For a long time, the formal scholarly record recognised one kind of output above all others: the journal article, identified by a DOI and citable in a standard way. The datasets, software, samples and other research outputs that often represented the greater investment of effort had no comparable standing. They were hard to cite, hard to find again, and easy to lose track of. DataCite exists to change that. It is the global, not-for-profit registration agency that issues persistent identifiers — data DOIs — and maintains the metadata standard that makes datasets and other non-article outputs first-class, citable, connectable objects. This article explains what DataCite does and why it matters, drawing on the data infrastructure domain of the CASRAI Dictionary.
Why data needed its own infrastructure
Citing a dataset properly is harder than citing a paper, and the difficulty is structural. A dataset may have versions; it lives in a repository rather than a journal; it has creators and contributors whose roles differ from those of authors; and its value is realised through reuse, which is precisely what is hardest to track. Without a persistent identifier and a shared way to describe it, a dataset cannot be cited consistently, cannot be found reliably after the project that made it has ended, and cannot accrue the credit that reuse should generate for its creators. DataCite addresses all of these at once by giving data outputs a resolvable DOI and a structured description, so that a dataset can be referenced as precisely and durably as any article.
Data DOIs and persistent identification
The core service is the assignment of DOIs to research outputs through DataCite’s member repositories and data centres. When a repository deposits a dataset, it registers a DataCite DOI that resolves persistently to the dataset’s landing page, independent of any changes to the repository’s internal structure over time. That persistence is what lets a dataset DOI sit safely in a reference list, a data-availability statement, or another dataset’s record for years. Crucially, DataCite DOIs are not limited to datasets: the same mechanism identifies software, samples, images, models, preprints and a wide range of other outputs, extending durable, citable identity well beyond the traditional article.
The DataCite metadata schema
An identifier is only useful if there is consistent information behind it, and this is where the DataCite Metadata Schema does its work. The schema defines a structured set of properties for describing a research output: its creators, title, publisher and publication year, the resource type, and a rich set of optional fields covering contributors and their roles, dates, related identifiers, funding, rights and descriptions. Two features of the schema are especially powerful. The first is relatedIdentifier, which lets a record express how an output relates to others — this dataset is a version of that one, supplements this article, is derived from that sample, is documented by this data paper. The second is the recording of contributors and their roles, which allows a dataset record to name not just abstract creators but the specific people who curated, collected or maintained the data. Together these turn each record into a node with explicit, machine-readable links to the rest of the research world.

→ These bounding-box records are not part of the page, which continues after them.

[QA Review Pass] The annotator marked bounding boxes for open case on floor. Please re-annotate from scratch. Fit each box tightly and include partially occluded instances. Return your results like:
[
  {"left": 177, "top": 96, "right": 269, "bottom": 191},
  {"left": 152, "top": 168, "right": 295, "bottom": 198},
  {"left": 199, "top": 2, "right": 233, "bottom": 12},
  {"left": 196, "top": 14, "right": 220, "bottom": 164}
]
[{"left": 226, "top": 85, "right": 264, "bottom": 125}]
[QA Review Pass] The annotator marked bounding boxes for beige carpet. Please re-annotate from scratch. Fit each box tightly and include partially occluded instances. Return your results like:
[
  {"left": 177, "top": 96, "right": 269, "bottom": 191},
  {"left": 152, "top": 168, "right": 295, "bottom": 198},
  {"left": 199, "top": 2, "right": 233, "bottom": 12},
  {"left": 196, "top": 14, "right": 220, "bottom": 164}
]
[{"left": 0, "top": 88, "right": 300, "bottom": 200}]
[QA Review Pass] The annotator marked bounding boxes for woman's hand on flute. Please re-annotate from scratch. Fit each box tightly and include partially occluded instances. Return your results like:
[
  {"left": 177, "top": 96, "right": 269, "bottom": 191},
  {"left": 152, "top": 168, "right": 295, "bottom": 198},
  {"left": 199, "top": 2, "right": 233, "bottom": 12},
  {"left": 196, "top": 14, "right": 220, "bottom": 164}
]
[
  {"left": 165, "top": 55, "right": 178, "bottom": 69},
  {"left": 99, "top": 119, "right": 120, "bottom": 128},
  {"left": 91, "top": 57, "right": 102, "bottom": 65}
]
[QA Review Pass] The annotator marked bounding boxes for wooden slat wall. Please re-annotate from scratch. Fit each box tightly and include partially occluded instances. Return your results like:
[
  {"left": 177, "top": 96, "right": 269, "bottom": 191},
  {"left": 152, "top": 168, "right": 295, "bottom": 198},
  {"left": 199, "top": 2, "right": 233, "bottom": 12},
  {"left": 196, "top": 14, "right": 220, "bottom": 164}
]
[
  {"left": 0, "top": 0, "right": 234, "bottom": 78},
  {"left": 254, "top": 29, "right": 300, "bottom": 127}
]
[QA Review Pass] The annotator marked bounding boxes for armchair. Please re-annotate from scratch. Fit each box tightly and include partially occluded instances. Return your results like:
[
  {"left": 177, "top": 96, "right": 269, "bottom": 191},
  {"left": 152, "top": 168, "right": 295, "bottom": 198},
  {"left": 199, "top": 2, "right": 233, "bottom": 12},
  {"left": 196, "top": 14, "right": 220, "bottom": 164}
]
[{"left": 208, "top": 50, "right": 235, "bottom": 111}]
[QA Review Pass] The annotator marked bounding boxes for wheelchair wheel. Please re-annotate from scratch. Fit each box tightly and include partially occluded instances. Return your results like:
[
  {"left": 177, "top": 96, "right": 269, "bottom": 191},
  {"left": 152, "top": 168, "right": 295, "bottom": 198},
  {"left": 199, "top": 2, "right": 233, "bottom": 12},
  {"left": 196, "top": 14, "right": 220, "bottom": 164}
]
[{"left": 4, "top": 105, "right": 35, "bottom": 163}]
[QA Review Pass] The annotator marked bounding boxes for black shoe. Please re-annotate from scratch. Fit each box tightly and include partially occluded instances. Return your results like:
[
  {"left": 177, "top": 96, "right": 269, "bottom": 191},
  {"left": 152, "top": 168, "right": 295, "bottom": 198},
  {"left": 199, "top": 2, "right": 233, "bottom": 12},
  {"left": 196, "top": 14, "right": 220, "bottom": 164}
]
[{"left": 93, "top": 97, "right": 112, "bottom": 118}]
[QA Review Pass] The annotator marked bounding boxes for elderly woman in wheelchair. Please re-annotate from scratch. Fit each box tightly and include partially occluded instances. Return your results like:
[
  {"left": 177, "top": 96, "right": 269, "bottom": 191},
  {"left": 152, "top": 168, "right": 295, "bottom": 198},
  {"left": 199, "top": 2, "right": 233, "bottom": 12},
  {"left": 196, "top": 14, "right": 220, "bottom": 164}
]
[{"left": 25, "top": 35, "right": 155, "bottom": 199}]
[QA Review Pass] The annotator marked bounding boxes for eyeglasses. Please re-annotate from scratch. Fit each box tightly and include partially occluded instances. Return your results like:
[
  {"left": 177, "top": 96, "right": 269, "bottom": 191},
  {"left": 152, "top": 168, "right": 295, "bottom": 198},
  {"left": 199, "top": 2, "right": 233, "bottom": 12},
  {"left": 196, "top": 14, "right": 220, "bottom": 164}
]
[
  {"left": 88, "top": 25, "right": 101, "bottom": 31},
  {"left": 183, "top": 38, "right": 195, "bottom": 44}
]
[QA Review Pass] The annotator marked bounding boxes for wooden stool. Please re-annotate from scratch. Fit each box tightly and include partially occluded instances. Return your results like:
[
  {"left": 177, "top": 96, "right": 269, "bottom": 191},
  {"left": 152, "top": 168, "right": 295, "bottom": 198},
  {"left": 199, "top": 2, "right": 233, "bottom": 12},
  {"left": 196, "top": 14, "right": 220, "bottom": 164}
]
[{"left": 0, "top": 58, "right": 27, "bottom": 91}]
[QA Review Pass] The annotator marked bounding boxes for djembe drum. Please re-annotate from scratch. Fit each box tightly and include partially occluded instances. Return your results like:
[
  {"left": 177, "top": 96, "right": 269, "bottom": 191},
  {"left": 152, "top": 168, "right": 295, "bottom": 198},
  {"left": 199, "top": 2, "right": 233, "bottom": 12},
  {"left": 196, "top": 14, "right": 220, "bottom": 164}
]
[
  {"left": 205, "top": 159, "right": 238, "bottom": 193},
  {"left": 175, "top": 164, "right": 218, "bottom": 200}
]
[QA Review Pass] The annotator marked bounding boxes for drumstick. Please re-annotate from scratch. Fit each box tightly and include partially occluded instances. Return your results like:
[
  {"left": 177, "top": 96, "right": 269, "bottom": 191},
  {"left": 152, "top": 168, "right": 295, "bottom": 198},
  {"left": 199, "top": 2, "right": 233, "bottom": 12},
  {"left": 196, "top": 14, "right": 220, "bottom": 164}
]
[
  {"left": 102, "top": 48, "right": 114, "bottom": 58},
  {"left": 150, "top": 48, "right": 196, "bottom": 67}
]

DataCite and the PID graph
Because DataCite records carry related identifiers and references to other persistent identifiers — ORCID for people, ROR for organisations, Crossref DOIs for articles, grant identifiers for funding — they are not isolated entries but part of a connected PID graph. Follow the links and you can move from a dataset to its creators, their institutions, the grant that funded the work, and the article that analysed it. DataCite and Crossref between them register much of the scholarly output graph — broadly, the data and the literature — and their shared use of resolvable identifiers and exchangeable metadata is what lets the whole network be traversed automatically rather than reconstructed by hand. DataCite’s role in this interoperating arrangement is described in our work on DataCite and federation.
Supporting FAIR data and reuse
DataCite is foundational to the FAIR principles — that data should be Findable, Accessible, Interoperable and Reusable. A DataCite DOI and its metadata make a dataset findable through search and resolvable through a stable link; the schema’s structured, standardised fields support interoperability; and the explicit rights and relationship information supports informed reuse. Just as importantly, because datasets registered with DataCite can be cited by their DOIs, their reuse can in principle be tracked, which is the basis for crediting the people who produced them. A dataset that is cited is a dataset whose creators can be recognised — the recognition that careful data stewardship has historically been denied.
Crediting data work consistently
DataCite’s ability to record contributors and their roles connects directly to the recognition of data work. The CRediT taxonomy — whose full set of roles is described in our overview of the CRediT roles — provides a controlled vocabulary for contribution, with the Data curation role recognising the management, annotation and maintenance that make a dataset reusable, alongside Investigation for collection and Methodology for how it was produced. For a contribution recorded in a dataset’s DataCite metadata to be understood the same way in an institutional system or a data paper, the terms must be defined consistently across systems. That consistency is what the CASRAI Dictionary provides: a shared vocabulary so that the metadata DataCite carries — resource types, contributor roles, relationship types — means the same thing wherever a dataset DOI travels.